Jane Martin, senior policy adviser for the OPC, said the ‘Healthy Eating System', which is based on multiple traffic light labels, was a welcome advance by a manufacturer in light of considerable resistance from the broader processed food industry towards improved labelling that best supports healthy eating.
"With obesity at record levels and only projected to increase, this shows how the food industry can play an active role in improving public health by arming consumers with information to make healthier choices, the easier choices.
"At present, it is very difficult for consumers to sort the fat from the fiction; the Daily Intake Guide (DIG) system favoured by some large food manufacturers is not well understood and doesn't enable consumers to differentiate easily between healthy and unhealthy foods," she said.
Sanitarium's research found that 45% of households do not use the DIG system at all and that awareness of the system was much lower in men and people with lower levels of education. Only 54% of respondents were able to correctly identify the healthiest food using the DIG system, compared with 90% using the Healthy Eating System and 86% with straight traffic light labels.
Ms Martin said traffic light labelling was recommended by the Federal Government's Labelling Logic review.
"The review recommended that traffic light labels be introduced on a voluntary basis, so it is very encouraging to see companies such as Sanitarium tackling the challenge head-on. We encourage all manufacturers and in particular the Australian Food and Grocery Council to support the lead of Sanitarium, one of its key members, and actively work to improve the health of Australians," said Ms Martin.

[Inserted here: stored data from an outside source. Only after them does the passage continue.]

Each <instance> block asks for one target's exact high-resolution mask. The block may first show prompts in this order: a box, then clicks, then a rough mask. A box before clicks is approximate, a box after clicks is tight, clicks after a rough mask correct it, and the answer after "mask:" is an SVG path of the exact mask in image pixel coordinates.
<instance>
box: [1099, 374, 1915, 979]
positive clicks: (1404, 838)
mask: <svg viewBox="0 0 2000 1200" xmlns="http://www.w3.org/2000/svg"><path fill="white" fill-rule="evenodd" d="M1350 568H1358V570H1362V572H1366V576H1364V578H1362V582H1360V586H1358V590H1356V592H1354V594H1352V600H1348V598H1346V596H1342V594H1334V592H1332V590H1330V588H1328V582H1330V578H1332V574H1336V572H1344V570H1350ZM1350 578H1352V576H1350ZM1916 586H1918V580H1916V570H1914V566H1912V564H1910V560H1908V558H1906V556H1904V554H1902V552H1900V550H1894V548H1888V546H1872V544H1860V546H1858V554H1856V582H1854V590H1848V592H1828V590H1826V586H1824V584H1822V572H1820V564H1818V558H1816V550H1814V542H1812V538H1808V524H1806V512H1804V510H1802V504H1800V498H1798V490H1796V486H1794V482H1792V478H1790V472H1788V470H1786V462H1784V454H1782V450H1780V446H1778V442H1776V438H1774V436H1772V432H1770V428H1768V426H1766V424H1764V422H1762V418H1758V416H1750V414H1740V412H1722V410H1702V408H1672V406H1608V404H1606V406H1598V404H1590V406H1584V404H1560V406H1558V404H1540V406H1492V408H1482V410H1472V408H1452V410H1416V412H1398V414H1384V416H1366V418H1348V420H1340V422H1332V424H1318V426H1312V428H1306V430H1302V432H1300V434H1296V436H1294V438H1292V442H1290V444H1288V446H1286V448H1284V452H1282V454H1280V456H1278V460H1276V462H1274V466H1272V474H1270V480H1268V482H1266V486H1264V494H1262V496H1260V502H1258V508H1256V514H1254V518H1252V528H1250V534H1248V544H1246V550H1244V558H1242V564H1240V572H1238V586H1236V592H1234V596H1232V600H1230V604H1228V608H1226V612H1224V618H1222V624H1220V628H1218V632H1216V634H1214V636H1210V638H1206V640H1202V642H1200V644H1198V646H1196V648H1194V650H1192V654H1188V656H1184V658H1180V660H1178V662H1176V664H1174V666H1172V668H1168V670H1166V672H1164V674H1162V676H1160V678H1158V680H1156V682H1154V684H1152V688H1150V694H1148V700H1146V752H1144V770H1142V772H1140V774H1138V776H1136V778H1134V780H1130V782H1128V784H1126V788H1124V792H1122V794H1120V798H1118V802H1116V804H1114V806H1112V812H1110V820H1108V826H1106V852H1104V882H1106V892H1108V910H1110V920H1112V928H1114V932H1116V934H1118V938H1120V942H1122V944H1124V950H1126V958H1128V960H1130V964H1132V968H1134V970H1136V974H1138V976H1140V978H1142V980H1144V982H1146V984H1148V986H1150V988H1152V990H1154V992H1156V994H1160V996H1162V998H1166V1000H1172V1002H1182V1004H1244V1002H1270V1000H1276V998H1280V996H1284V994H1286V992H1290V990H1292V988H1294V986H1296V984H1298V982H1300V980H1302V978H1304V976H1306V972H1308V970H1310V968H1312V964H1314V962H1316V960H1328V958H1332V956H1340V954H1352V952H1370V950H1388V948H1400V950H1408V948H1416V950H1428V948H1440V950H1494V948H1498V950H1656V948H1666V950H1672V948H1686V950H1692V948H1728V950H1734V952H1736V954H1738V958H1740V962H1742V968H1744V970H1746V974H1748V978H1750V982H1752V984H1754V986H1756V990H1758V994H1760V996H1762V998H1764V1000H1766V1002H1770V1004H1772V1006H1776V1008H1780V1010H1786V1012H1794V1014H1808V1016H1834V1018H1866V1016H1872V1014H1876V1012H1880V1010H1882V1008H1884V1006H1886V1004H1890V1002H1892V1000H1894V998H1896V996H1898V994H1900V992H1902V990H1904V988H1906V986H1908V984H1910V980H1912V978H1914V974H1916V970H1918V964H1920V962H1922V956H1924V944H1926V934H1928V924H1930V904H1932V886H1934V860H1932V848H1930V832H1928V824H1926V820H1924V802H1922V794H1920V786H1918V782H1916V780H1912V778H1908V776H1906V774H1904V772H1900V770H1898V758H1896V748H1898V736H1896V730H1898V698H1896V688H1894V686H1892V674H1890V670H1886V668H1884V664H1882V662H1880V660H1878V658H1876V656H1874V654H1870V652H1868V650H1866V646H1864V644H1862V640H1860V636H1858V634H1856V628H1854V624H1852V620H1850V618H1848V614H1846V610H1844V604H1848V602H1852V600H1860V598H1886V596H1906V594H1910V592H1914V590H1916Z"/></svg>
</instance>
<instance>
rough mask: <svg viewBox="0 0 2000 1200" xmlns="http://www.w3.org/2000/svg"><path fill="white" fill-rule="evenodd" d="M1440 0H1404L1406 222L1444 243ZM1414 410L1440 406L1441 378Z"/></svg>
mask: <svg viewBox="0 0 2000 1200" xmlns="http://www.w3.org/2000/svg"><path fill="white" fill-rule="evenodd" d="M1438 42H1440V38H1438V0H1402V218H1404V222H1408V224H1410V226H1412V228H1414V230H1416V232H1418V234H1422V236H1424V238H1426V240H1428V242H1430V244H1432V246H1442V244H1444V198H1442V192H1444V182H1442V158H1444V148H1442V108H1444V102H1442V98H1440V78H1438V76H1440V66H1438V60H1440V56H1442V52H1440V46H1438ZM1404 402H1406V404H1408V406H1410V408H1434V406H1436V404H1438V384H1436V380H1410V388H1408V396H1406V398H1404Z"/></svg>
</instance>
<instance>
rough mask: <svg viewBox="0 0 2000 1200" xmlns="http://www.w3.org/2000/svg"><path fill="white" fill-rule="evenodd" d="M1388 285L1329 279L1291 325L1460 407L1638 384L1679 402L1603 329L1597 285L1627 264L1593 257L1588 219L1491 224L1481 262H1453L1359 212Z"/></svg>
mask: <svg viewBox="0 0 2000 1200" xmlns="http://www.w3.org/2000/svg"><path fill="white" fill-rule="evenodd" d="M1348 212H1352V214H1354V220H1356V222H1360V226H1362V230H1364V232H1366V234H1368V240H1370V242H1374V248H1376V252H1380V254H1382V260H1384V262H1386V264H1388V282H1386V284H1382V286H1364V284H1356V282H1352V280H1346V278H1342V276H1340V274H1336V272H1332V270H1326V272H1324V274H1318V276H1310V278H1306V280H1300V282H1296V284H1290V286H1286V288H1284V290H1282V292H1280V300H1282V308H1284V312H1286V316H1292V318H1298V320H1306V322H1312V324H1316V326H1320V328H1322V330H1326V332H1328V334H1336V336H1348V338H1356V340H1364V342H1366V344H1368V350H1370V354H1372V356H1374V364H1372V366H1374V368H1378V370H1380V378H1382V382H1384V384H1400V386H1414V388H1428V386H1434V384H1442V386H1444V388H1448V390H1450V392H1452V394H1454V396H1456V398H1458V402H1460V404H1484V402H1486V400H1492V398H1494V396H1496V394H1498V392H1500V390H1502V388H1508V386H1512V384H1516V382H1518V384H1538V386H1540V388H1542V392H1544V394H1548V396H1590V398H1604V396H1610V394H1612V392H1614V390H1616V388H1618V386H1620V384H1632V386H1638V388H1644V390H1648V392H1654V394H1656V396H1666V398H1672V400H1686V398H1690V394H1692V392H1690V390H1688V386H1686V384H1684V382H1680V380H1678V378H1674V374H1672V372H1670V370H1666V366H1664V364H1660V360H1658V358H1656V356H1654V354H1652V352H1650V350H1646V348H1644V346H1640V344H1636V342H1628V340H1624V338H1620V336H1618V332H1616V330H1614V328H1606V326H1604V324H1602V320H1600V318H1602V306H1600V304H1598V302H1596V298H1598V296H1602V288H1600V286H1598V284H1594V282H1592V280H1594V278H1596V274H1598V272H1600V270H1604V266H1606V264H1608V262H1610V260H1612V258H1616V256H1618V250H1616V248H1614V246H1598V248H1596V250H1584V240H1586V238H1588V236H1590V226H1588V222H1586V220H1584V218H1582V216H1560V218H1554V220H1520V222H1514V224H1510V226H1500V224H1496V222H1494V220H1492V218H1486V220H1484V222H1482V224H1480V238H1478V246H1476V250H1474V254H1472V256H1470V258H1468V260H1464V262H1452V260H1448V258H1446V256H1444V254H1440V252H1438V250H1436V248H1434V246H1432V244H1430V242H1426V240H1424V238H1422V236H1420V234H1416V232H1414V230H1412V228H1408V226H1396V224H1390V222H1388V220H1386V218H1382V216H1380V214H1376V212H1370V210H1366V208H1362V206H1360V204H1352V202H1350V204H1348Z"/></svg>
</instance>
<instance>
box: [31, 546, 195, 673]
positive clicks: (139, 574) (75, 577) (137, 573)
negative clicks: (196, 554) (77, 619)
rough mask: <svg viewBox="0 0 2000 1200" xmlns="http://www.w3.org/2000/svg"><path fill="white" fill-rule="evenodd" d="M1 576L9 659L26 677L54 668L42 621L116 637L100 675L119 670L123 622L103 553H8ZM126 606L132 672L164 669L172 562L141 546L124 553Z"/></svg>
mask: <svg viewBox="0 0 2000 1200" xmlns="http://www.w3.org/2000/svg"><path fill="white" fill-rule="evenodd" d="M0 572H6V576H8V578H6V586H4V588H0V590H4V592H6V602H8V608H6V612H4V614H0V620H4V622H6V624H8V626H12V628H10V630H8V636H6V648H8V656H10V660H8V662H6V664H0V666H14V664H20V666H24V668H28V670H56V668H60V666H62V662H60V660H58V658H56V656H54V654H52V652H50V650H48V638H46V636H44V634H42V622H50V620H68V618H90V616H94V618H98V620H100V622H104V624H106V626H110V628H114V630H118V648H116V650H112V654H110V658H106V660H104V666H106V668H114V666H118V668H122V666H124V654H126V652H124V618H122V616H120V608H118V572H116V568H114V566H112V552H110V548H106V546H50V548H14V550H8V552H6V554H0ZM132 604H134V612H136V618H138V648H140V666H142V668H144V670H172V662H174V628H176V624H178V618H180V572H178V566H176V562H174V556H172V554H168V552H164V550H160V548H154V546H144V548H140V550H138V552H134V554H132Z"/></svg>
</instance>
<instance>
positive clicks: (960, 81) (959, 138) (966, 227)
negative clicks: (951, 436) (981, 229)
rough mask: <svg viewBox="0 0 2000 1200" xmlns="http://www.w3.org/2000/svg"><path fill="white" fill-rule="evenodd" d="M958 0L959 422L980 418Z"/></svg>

"If all manufacturers got on board it would be a major win for Australians who currently don't have clear and simple information about the food they're
buying," said Ms Martin.
Recent Cancer Council Victoria research indicates that 87% of Australian consumers are in favour of traffic light labelling on food packaging.
The Obesity Policy Coalition is a group of leading public health agencies which are concerned about the escalating levels of overweight and obesity, particularly in children.
The Obesity Policy Coalition partners include Diabetes Australia - Vic, Cancer Council Victoria, Victorian Health Promotion Foundation (VicHealth) and the World Health Organization Collaborating Centre for Obesity Prevention at Deakin University.